Wednesday, November 07, 2007

EEK! *Happy Dance* and maybe an answer to some prayers...

"Thank you so much for sharing your talent and creativity with us!"

That was the closing line in an email I received today. A few weeks ago, I made a last minute decision to submit a few pieces to a magazine, and they emailed today to let me know they have accepted several of my submissions! I'm totally floored. Really. I hoped of the five submissions I sent, they would choose one. The photos were not good at all, taken in a rush to beat the midnight deadline on my dining room table under incandescent lighting. The magazine will, of course, professionally photograph the pieces for publication, but I was afraid the poor quality of the photos and my quick editing job wouldn't do the pieces justice.
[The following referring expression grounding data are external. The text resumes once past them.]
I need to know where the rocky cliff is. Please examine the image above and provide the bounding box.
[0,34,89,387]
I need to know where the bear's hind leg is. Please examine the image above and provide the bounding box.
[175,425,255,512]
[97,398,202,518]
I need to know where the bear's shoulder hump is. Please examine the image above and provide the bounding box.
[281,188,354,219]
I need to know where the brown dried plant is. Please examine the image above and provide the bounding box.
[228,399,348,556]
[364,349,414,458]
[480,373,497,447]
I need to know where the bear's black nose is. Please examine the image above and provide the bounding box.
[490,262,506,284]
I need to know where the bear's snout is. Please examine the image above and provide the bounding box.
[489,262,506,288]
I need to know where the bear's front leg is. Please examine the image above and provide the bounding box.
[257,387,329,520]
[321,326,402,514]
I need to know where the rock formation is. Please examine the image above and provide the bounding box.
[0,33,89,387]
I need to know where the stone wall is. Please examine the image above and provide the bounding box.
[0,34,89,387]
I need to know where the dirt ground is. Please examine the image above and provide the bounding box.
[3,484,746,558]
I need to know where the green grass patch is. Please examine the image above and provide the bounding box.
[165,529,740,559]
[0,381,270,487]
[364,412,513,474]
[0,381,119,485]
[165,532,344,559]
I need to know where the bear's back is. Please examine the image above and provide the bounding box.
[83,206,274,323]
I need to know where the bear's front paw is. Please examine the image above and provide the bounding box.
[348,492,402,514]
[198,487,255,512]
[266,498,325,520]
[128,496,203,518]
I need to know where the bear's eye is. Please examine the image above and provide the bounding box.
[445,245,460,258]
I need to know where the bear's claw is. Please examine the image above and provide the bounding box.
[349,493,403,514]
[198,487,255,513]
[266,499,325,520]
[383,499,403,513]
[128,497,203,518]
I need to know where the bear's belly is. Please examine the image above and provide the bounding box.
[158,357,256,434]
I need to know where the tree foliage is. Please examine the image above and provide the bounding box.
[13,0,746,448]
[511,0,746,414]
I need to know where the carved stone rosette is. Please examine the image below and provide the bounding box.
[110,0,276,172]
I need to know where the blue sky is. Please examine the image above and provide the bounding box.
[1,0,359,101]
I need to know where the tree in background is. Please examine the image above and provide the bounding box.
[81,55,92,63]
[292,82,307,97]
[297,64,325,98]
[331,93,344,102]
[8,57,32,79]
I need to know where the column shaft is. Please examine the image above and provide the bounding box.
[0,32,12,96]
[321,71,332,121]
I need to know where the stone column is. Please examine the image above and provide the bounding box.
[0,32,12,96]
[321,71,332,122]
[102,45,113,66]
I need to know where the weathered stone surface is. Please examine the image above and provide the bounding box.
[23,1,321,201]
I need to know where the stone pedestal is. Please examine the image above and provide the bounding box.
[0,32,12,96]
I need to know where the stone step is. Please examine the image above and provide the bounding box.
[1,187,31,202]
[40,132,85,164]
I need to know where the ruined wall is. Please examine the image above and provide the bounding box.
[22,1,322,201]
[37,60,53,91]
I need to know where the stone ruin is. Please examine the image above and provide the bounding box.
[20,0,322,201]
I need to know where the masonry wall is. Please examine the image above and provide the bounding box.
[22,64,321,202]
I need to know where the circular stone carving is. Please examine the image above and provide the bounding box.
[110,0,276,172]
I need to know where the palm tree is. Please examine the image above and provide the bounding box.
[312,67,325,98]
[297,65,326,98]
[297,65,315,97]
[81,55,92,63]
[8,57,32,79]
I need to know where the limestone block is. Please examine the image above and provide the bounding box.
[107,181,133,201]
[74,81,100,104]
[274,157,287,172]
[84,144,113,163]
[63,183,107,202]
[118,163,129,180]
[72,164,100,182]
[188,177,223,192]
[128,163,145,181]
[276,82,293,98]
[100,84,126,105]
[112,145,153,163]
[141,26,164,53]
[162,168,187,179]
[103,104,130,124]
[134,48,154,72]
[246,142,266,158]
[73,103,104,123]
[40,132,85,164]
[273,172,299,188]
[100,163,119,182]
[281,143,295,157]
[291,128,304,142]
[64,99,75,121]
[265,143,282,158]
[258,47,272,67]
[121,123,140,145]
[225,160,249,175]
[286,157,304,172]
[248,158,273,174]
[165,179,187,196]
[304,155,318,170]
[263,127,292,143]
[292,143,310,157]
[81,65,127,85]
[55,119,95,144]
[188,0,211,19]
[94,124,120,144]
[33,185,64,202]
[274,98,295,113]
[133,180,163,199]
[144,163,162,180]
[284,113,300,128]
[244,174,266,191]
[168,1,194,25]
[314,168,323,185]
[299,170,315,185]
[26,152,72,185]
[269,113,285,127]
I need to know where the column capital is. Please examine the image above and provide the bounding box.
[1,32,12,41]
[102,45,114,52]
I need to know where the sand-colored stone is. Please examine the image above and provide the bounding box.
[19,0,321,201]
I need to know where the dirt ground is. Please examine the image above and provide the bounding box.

The timing could not be more perfect or ironic. Or confusing.

I've been praying for direction and answers about what to do with myself lately. I have basically decided to just hang up jewelry design as a business because I have not been feeling successful at it. People tell me that I am talented; they tell me that my jewelry is gorgeous, that it is unusual, that they love my work. But I totally suck at marketing. I do.not.like.it. I'm introverted and shy and exceedingly uncomfortable tooting my own horn. And I've been struggling with the fact that I just don't feel fulfilled or useful staying at home.

Since we decided to sell our house this spring and pursue our dream of moving to a smaller town, life has been chaotic. We sold our house in just 10 days, then moved to a rental house that also happened to be on the market, so I wasn't comfortable spreading all my stuff out there. During that time, we began the process of finalizing plans to build on our 13 acres. We ran into problem after problem with that process, and finally it became evident that it was going to cost a LOT more than we expected so we decided to see what kinds of existing homes were available. After only one day of looking, we found the perfect house. It was a foreclosure with a very attractive price, had a shop and sat on 4 acres. Within one week, we had a contract on this house, a contract on the sale of our 13 acres and were making plans to move.

Without a doubt, everything fell into place just as it was supposed to, but the limbo time and all the uncertainty wrought havoc on my creative energy. Plus, almost all of my supplies were packed away in a dank storage building, out of my reach.

Fast forward to now: adjusting to this small town lifestyle has been surprisingly difficult for me. I thought I knew what I was getting into because I grew up in a small town. I don't know anyone here. I'm not good at meeting new people unless we are forced together by soccer games, volunteering or other circumstances. My very best friend in the whole world might as well live a world away. We talk on the phone at least once a week and exchange occasional emails, but that's no substitute for real-life friendship and I miss her so much. I've felt myself slipping into a hole for the past few months, and finally decided that since my application to substitute teach or volunteer at Aaron's school hadn't received a response, that I should start looking for a job. I've had a few interviews, one of which would have been okay, but it's in a town 20 minutes from here, so it wouldn't afford me the opportunity to meet local folks. I'm supposed to hear back about that one by this Friday. I've been mulling over what to do if I am offered the job because it's not exactly perfect.

So here I sit, less than an hour after receiving this amazing news, wondering what the heck I'm supposed to do. And wondering whether this is the answer I've been looking for. One of my prayers was that I have the wisdom to recognize the right opportunity when it presents itself. Now I guess I'm trying to decide whether I've been endowed with said wisdom.

As for the magazine, I'm going to keep the details under my hat for a while longer, just in case something falls through with it. I'll announce details when it hits the stands, which is supposed to be Spring 2008!!

5 comments:

Jessica and Matt said...

Yay for you!!! You = Supa-STAH! I'm so proud of you! I can't wait to see the mag!!!

Jaelan @ Making Mrs. M said...

Yay! That's exciting! Your jewlery in a magazine-that's great! I'm so happy for you Jas! I love you and I love your jewlery! :)

j.o.r.d.a.n. said...

You'll figure it out, girl! I love you!

Eileen said...

wow! that's totally amazing. Maybe you don't have to do one or the other just yet. But what a great thing to be featured in a magazine. That's awesome! Congratulations.

I think it will become clear when it needs to.

This is Eileen, btw.

RARE1 said...

YOU ARE AMAZING!!! I am so proud of you.

Let me share one of my favorite quotes with you. This is what I do when I don't quite know which way to go with something.

"In the confrontation between the stream and the rock, the stream always wins...not by strength, but by persistence." --unknown

When you don't know, just follow what you do know, put one foot in front of the other, and keep going. The answers will present themselves in time.